A partire dalle parole dunque, possiamo raggiungere  certamente un livello più profondo della conoscenza del mondo e di noi stessi. Tuttavia, ricordando che il linguaggio è uno strumento sociale, va da sé che questo viaggio non possiamo compierlo da soli. Abbiamo bisogno della testimonianza di chi ha già visto un po’ più in là rispetto a noi. Abbiamo bisogno di maestri, ovvero di rapporti umani che ci aprano alle relazioni tra i vari aspetti della realtà, a loro volta funzionali a chiarire la nostra relazione con il Tutto.

Il valore della testimonianza nella Scuola-Telemaco

Nel saggio L’ora di lezione, lo psicoanalista Massimo Recalcati auspica il passaggio tra la Scuola-Narciso (dove i ruoli sono confusi e il «sapere pret-à-porter» genera «anoressie mentali») alla Scuola-Telemaco. Nella Scuola-Telemaco la «testimonianza della forza della parola» torna al centro, scalzando il dominio attualmente incontrastato delle immagini. I ruoli tornano a essere distinti ma questa differenza non si ridisegna solo in termini «sterilmente antagonistici» come accadeva in passato. 

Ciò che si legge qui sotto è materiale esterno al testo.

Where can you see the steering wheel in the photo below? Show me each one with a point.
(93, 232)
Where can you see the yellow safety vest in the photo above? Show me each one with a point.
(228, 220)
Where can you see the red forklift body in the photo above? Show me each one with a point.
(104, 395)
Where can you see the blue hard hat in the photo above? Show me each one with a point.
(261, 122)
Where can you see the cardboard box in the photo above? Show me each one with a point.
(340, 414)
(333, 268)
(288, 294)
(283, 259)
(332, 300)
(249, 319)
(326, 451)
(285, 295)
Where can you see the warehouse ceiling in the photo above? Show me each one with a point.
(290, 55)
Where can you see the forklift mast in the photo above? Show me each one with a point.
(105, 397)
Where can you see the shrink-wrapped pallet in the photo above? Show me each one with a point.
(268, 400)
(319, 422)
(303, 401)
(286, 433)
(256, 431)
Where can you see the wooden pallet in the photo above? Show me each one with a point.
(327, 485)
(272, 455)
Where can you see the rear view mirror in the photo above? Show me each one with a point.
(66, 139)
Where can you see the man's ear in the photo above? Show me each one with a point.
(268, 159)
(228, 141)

Come afferma Recalcati: «Non si tratta più di perseguire l’ideale dell’insegnante-padrone che sa dire l’ultima parola sul senso della vita, ma quello dell’insegnante-testimone che sa aprire mondi attraverso la potenza erotica della parola e del sapere che essa sa vivificare». Aprire, dunque, non definire. La testimonianza dev’essere la spinta ad un viaggio che l’individuo deve compiere con le sue gambe. La promessa che qualcosa da desiderare c’è perché c’è qualcosa da ereditare. La stessa promessa che muove Telemaco, figlio di Ulisse, che «si mette in moto, compie un viaggio sulle orme del padre assente. Compie il viaggio dell’ereditare in cui si realizza ogni ricerca degna di questo nome».